In summary, the icing thickness generally shows an increasing trend with altitude; however, the icing rate is relatively independent of altitude. The impact of various microtopographies on the icing rate is significant, with windward slopes demonstrating 2~4 times higher icing thickness and growth rate compared to those at the leeward slopes at similar altitudes.

3.3. Relationship between Meteorological Elements and Altitude under Different Microtopographies during Icing Events

Air temperature, wind speed, and liquid water content are well-recognized as the primary meteorological factors influencing wire icing growth. To investigate their impacts, the distribution of the average on these three factors across the 15 icing events observed over three years was analyzed (Figure 3), and then a detailed examination of the relationship between these factors with altitude at the six monitoring towers was conducted, with a particular focus on the impact of micro-topography on their relationship. Figure 3 illustrates that temperature generally decreases with altitude, whereas wind speed and liquid water content roughly increase with altitude, with notable exceptions at Towers A and C. The unique turning points in the trend lines at Towers A (at the leeward slope near hilltop), and C (at the leeward slope) deviated from the general patterns, suggesting the potential role that micro-topography may play in modulating the relationship between these meteorological elements and altitude, particularly at leeward slopes. For observation towers at the windward slope, the decreasing temperature and the increasing wind speed and liquid water content with altitude are theoretically conducive to ice formation and growth, implying a potential rise in icing rate and thickness with altitude, which generally agrees with the observations reported in this study. However, it appears that icing thickness and growth rate are more sensitive to meteorological factor variations at higher altitudes compared to lower ones. For instance, Towers E and F, at lower altitudes, exhibit minimal differences in their icing thickness and rate despite clear distinctions in the three meteorological factors. In contrast, at higher altitude towers, such as B and D, the differences in icing thickness and growth rate are pronounced, even with minor variations in temperature, wind speed, and liquid water content. These findings indicate that the relationship between the three meteorological factors and icing thickness and growth rate is complex and influenced by microtopography over the mountain area. Further research is necessary to fully understand the underlying physical mechanisms that govern the non-linear relationship between meteorological factors and icing thickness and growth rate.

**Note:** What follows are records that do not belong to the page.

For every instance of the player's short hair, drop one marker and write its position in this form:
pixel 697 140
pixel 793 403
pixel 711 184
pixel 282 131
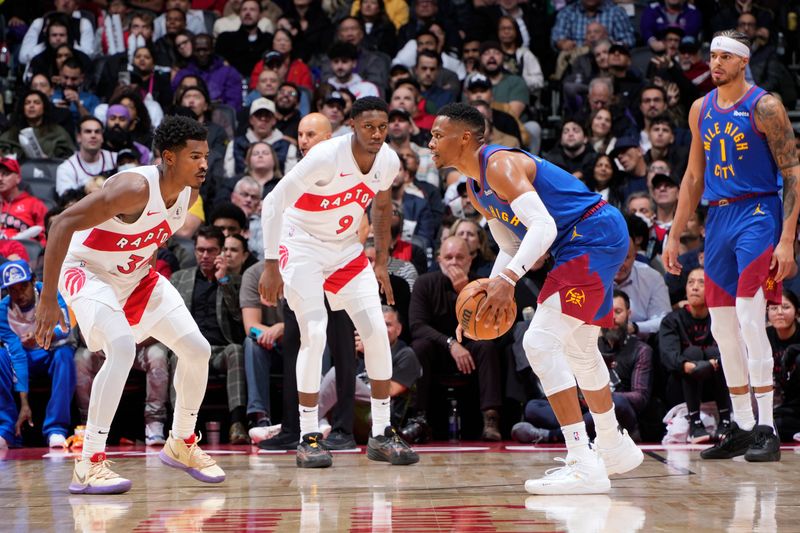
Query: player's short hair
pixel 210 232
pixel 621 294
pixel 466 115
pixel 736 35
pixel 229 210
pixel 174 131
pixel 368 103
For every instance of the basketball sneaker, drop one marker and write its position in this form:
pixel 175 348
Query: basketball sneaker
pixel 186 455
pixel 391 448
pixel 698 432
pixel 154 434
pixel 766 446
pixel 311 453
pixel 580 475
pixel 732 443
pixel 93 476
pixel 621 457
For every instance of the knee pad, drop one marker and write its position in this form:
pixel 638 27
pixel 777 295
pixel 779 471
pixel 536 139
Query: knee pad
pixel 725 329
pixel 585 359
pixel 371 328
pixel 545 354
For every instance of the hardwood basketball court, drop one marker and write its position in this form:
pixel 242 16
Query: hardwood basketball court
pixel 473 487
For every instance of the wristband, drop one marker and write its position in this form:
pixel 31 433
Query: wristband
pixel 502 275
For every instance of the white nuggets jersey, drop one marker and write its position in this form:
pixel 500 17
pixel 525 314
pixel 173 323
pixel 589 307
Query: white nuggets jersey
pixel 120 253
pixel 331 209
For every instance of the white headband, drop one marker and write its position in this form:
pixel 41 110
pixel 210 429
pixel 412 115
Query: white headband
pixel 726 44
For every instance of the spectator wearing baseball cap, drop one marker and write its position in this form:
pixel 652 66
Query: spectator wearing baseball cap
pixel 26 357
pixel 22 214
pixel 262 128
pixel 344 58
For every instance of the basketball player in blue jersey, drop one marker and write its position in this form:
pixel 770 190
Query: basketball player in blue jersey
pixel 741 140
pixel 533 207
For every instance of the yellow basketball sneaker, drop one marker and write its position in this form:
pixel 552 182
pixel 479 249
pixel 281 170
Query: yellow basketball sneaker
pixel 93 476
pixel 186 455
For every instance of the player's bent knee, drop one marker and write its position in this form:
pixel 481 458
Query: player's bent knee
pixel 545 355
pixel 589 368
pixel 761 371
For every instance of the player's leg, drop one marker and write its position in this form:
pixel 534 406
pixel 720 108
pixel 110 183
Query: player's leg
pixel 721 280
pixel 761 228
pixel 620 454
pixel 177 330
pixel 312 320
pixel 544 344
pixel 360 298
pixel 61 369
pixel 104 325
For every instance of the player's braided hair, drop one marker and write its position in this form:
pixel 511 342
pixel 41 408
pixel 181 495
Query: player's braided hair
pixel 174 131
pixel 467 115
pixel 368 103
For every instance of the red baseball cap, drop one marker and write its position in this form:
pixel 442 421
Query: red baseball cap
pixel 10 163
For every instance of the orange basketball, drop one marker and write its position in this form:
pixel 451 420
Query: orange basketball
pixel 469 300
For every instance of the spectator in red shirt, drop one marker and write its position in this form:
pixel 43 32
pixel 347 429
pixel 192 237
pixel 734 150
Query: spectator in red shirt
pixel 19 211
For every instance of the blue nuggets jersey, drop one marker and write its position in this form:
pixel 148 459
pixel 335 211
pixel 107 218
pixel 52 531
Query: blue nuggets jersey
pixel 738 159
pixel 565 197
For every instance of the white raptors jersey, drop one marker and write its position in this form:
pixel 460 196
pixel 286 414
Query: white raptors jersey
pixel 331 209
pixel 121 252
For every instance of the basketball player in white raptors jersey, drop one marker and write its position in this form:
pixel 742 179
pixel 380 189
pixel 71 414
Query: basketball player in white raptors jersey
pixel 310 222
pixel 100 257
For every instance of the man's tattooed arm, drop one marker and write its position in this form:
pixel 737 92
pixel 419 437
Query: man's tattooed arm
pixel 774 122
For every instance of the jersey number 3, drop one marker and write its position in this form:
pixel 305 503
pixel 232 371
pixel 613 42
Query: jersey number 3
pixel 134 262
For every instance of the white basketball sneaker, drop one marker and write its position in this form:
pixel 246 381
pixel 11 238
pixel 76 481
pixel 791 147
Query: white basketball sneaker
pixel 621 456
pixel 579 475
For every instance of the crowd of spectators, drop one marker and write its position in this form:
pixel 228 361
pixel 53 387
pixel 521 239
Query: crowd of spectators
pixel 598 87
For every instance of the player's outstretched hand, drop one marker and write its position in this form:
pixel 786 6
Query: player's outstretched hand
pixel 48 314
pixel 499 294
pixel 270 286
pixel 382 274
pixel 783 258
pixel 670 256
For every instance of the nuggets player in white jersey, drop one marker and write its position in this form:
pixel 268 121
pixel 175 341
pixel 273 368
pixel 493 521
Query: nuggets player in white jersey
pixel 742 144
pixel 312 251
pixel 100 257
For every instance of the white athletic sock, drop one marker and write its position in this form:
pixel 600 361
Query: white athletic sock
pixel 607 427
pixel 309 419
pixel 94 441
pixel 184 422
pixel 743 411
pixel 576 439
pixel 381 415
pixel 764 401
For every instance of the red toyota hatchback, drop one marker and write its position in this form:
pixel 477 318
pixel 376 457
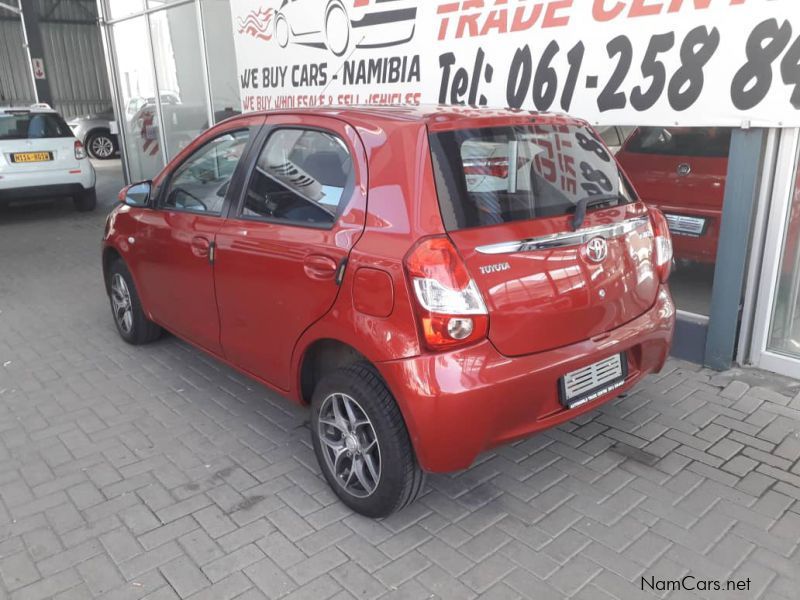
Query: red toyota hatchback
pixel 433 282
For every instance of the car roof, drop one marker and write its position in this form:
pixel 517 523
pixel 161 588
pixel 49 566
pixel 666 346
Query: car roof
pixel 436 117
pixel 34 109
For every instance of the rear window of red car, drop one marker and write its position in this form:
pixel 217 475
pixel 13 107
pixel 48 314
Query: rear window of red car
pixel 711 142
pixel 506 174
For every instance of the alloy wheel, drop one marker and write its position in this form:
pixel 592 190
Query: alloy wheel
pixel 101 147
pixel 121 303
pixel 350 445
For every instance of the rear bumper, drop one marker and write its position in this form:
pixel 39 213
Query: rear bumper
pixel 41 191
pixel 44 184
pixel 462 403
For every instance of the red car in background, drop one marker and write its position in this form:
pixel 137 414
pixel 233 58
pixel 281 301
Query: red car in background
pixel 432 282
pixel 682 171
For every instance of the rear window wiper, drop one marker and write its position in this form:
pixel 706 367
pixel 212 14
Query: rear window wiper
pixel 590 201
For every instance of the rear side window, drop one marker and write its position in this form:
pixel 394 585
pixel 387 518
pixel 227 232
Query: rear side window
pixel 30 126
pixel 507 174
pixel 302 177
pixel 712 142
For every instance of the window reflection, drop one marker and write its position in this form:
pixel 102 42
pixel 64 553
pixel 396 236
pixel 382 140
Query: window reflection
pixel 682 172
pixel 118 9
pixel 785 329
pixel 179 69
pixel 221 54
pixel 137 90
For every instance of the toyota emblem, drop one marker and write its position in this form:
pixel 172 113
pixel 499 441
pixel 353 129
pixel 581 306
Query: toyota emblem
pixel 597 249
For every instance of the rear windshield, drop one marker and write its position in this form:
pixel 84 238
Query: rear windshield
pixel 28 126
pixel 711 142
pixel 507 174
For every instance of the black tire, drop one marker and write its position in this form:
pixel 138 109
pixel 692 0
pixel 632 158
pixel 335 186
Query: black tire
pixel 86 200
pixel 400 478
pixel 142 330
pixel 101 145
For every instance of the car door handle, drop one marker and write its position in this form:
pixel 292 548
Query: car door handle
pixel 320 267
pixel 201 246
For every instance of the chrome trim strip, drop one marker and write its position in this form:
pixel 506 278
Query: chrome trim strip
pixel 562 240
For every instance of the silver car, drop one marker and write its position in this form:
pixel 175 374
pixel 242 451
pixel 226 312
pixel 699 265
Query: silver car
pixel 95 133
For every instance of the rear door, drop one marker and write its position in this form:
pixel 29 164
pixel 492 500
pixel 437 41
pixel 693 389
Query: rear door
pixel 37 142
pixel 175 258
pixel 280 252
pixel 679 169
pixel 508 197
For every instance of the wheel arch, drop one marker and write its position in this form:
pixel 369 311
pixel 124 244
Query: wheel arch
pixel 110 254
pixel 322 357
pixel 99 129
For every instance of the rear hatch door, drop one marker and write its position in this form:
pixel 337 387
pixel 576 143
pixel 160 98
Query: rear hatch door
pixel 37 142
pixel 508 197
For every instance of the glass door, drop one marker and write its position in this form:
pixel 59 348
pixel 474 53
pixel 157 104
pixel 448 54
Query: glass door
pixel 776 334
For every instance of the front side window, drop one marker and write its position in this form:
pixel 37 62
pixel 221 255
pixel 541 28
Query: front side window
pixel 302 176
pixel 506 174
pixel 200 183
pixel 710 142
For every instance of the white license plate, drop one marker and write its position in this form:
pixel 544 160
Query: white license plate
pixel 683 225
pixel 589 383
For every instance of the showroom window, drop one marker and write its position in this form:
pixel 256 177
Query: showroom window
pixel 175 71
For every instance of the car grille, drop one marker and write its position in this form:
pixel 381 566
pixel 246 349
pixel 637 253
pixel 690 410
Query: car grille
pixel 585 381
pixel 683 225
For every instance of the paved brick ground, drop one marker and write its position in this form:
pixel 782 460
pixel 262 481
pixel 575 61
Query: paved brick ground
pixel 159 473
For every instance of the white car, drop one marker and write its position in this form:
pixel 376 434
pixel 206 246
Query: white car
pixel 40 157
pixel 338 25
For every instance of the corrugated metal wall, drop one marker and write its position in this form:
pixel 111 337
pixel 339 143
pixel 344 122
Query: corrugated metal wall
pixel 73 57
pixel 76 68
pixel 15 76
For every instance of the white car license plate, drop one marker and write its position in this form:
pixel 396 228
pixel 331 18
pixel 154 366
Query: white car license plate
pixel 589 383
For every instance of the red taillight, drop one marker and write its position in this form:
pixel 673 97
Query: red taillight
pixel 450 306
pixel 663 244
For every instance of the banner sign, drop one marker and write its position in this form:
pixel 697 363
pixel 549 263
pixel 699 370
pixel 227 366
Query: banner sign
pixel 612 62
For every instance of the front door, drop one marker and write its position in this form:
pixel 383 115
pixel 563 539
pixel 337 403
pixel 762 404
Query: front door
pixel 177 271
pixel 281 250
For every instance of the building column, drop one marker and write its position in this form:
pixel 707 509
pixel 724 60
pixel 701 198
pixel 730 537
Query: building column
pixel 33 36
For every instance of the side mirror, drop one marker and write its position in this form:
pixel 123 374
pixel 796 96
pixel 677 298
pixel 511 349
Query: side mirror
pixel 136 194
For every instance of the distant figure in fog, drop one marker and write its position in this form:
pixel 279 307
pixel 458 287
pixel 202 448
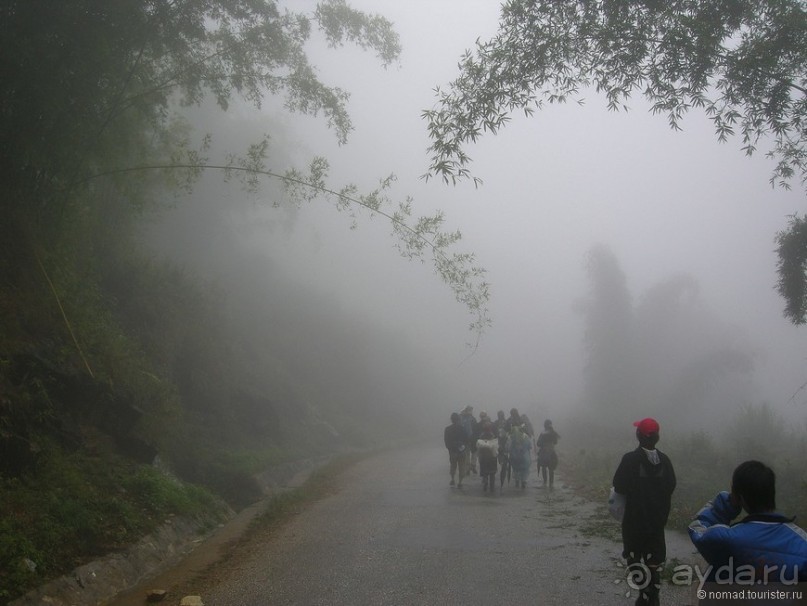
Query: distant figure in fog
pixel 546 457
pixel 525 421
pixel 487 445
pixel 457 445
pixel 520 448
pixel 646 478
pixel 500 426
pixel 514 420
pixel 470 425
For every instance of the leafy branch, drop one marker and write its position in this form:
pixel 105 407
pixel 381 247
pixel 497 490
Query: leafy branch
pixel 415 237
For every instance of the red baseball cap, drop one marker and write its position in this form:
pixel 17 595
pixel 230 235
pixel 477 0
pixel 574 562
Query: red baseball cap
pixel 647 426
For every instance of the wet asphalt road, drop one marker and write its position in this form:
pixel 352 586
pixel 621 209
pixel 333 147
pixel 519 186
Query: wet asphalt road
pixel 396 533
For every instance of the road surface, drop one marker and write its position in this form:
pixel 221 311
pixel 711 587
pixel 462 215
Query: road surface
pixel 397 533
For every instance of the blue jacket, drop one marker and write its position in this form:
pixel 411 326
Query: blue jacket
pixel 751 544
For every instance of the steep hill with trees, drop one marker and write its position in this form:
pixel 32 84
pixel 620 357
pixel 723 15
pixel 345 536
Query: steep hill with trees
pixel 131 388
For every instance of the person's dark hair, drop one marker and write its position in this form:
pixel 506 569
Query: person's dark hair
pixel 755 482
pixel 647 441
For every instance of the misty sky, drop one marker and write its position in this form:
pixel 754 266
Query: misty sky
pixel 554 185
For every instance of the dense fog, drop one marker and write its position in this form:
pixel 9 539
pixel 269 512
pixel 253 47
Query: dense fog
pixel 632 267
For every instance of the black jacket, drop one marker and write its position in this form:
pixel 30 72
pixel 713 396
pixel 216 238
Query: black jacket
pixel 455 438
pixel 648 491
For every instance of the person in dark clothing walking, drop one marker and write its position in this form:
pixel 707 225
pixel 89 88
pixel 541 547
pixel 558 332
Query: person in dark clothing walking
pixel 487 445
pixel 646 478
pixel 547 458
pixel 457 444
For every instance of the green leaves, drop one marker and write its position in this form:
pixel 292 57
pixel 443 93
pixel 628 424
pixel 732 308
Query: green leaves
pixel 742 62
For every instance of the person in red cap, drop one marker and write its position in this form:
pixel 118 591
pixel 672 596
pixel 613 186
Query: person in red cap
pixel 645 477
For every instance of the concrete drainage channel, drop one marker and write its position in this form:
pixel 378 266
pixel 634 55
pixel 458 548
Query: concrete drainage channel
pixel 101 581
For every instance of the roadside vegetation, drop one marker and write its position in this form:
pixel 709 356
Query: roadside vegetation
pixel 703 461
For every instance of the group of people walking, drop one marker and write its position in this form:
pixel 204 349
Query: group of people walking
pixel 503 445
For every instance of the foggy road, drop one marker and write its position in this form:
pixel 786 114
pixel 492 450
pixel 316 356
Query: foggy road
pixel 396 533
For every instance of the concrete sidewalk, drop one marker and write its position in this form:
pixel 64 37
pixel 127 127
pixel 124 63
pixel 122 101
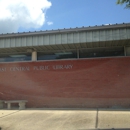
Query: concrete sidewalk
pixel 41 119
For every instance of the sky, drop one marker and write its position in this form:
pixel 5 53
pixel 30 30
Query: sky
pixel 35 15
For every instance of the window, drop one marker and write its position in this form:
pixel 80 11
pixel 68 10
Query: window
pixel 56 55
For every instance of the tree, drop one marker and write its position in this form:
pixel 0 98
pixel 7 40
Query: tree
pixel 127 2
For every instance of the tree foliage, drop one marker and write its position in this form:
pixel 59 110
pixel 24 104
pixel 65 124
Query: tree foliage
pixel 127 2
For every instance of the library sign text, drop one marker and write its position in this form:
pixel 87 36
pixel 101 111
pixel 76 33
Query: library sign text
pixel 37 68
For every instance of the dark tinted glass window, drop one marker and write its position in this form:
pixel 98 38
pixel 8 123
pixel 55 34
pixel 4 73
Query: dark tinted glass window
pixel 14 57
pixel 102 52
pixel 56 55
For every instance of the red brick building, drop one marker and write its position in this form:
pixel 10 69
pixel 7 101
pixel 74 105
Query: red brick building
pixel 81 67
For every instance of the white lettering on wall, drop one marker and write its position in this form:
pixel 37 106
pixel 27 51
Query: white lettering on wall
pixel 19 69
pixel 56 67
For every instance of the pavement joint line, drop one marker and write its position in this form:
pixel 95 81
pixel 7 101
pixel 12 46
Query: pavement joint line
pixel 10 114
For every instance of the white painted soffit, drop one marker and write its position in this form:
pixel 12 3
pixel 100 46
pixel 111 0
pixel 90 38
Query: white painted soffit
pixel 69 30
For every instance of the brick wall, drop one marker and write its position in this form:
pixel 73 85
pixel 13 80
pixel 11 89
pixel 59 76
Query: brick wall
pixel 101 82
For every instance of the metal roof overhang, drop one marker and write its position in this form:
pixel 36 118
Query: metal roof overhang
pixel 117 35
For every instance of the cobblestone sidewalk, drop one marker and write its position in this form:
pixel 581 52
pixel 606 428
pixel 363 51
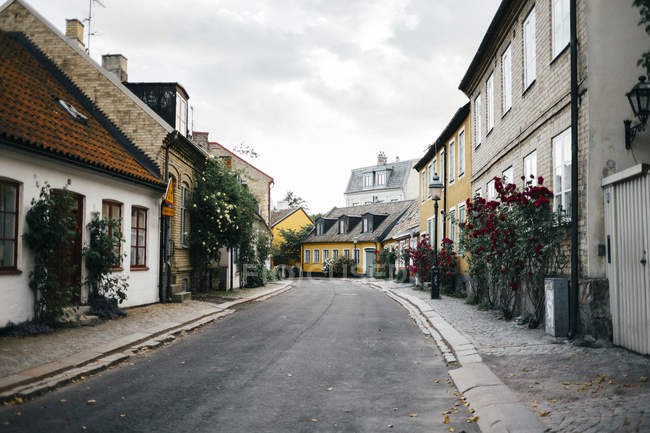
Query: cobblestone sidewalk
pixel 17 354
pixel 572 389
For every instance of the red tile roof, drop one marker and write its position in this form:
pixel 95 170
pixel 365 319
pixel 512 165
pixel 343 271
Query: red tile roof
pixel 31 115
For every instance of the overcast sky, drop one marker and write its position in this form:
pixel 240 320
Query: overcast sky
pixel 317 87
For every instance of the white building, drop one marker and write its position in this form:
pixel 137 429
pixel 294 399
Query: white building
pixel 381 183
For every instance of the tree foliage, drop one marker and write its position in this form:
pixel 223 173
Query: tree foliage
pixel 221 215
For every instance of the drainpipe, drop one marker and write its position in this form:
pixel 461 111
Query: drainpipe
pixel 573 300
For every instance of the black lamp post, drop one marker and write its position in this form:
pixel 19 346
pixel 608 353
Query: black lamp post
pixel 434 188
pixel 639 98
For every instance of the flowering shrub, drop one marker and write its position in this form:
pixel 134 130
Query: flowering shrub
pixel 422 257
pixel 513 243
pixel 448 265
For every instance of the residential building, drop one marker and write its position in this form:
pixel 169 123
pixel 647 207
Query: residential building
pixel 519 85
pixel 50 132
pixel 384 182
pixel 450 158
pixel 294 219
pixel 357 232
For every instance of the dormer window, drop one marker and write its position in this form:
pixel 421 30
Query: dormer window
pixel 367 180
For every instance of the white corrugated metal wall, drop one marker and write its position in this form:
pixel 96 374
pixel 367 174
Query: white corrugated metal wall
pixel 627 214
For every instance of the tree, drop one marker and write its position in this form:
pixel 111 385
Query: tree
pixel 289 249
pixel 221 215
pixel 295 201
pixel 644 10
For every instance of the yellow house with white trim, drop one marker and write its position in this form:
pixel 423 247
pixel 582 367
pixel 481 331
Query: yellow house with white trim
pixel 357 232
pixel 450 157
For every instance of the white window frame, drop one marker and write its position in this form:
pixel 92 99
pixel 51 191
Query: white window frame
pixel 489 100
pixel 562 172
pixel 477 121
pixel 506 79
pixel 451 161
pixel 530 49
pixel 508 175
pixel 530 167
pixel 560 26
pixel 461 153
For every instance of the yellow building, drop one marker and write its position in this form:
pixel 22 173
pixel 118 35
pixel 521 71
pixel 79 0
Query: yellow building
pixel 357 232
pixel 288 219
pixel 450 157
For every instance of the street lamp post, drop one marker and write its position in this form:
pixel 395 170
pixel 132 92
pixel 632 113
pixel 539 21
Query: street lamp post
pixel 434 188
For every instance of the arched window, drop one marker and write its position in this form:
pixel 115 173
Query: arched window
pixel 185 213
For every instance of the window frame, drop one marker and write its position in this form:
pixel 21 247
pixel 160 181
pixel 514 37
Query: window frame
pixel 137 246
pixel 528 40
pixel 15 240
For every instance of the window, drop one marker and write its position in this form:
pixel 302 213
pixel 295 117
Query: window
pixel 181 114
pixel 113 210
pixel 506 79
pixel 530 168
pixel 561 25
pixel 8 225
pixel 452 164
pixel 477 120
pixel 452 227
pixel 138 237
pixel 562 172
pixel 431 226
pixel 490 101
pixel 530 50
pixel 185 213
pixel 424 185
pixel 461 153
pixel 367 180
pixel 492 192
pixel 508 176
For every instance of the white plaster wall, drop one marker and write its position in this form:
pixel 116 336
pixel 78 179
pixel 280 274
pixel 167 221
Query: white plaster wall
pixel 16 300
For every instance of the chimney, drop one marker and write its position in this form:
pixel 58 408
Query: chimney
pixel 381 158
pixel 115 63
pixel 74 30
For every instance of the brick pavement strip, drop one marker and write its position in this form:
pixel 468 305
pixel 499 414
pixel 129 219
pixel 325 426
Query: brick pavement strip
pixel 31 366
pixel 569 388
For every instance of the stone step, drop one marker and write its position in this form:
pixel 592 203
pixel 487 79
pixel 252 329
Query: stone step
pixel 181 297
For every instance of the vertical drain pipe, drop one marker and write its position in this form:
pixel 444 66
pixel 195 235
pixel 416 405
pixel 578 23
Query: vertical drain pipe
pixel 574 296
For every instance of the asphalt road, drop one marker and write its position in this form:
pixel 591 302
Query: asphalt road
pixel 327 356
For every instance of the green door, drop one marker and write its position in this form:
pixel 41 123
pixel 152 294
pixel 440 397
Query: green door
pixel 370 263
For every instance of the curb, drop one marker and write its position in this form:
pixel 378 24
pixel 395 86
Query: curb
pixel 46 377
pixel 498 408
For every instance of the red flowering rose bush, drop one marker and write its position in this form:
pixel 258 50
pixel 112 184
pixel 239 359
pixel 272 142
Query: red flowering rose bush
pixel 422 259
pixel 513 244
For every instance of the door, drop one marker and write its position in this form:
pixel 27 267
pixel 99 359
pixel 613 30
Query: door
pixel 370 263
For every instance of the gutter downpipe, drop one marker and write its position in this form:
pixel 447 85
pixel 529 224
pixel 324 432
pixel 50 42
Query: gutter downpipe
pixel 574 295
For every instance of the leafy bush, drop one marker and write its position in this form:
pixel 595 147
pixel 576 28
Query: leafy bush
pixel 51 235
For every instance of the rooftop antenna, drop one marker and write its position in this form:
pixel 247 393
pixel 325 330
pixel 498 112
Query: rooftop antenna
pixel 90 18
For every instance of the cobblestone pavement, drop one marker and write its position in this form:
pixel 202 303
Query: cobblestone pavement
pixel 18 354
pixel 572 389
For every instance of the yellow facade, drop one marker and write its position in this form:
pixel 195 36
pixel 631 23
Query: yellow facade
pixel 459 187
pixel 363 247
pixel 295 221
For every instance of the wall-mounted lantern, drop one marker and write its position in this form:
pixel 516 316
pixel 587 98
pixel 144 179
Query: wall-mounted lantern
pixel 639 98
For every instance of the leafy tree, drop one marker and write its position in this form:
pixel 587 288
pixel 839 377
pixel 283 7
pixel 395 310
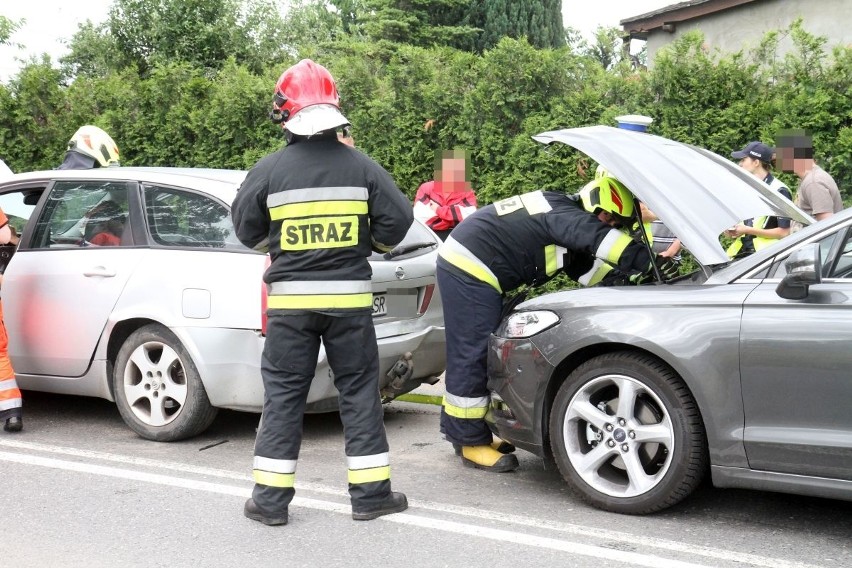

3.4. Correlation Analysis between Meteorological Factors and Icing Rate

To quantify the influence of meteorological factors on icing rates under varying terrains, a correlation analysis was conducted between air temperature, wind speed, liquid water content (LWC), and icing rate data collected from multiple monitoring towers. Pearson’s correlation coefficient with a confidence interval test was employed to minimize the influence of the sample sizes among towers. Several points are noteworthy. First, a statistically significant negative correlation between air temperature and icing rate exists at Towers A and D (significant test level of α = 0.001), and Towers E and F (α = 0.01), respectively. However, Towers B and C failed to pass the significant test (α = 0.01). Second, wind speed generally exhibits a positive correlation, with the icing rate for Towers A, B, and D demonstrating a significant association (α = 0.01), while the correlation at Towers C, E, and F are less statistically significant (α = 0.01). Third, none of the towers passed the significant test (α = 0.01) in the relationship between LWC and icing growth rate. These findings suggest the complexity of the influence of multiple meteorological factors on the icing growth rate, leading to difficulties in isolating the impact of individual factors. The reasons for this have yet to be thoroughly investigated.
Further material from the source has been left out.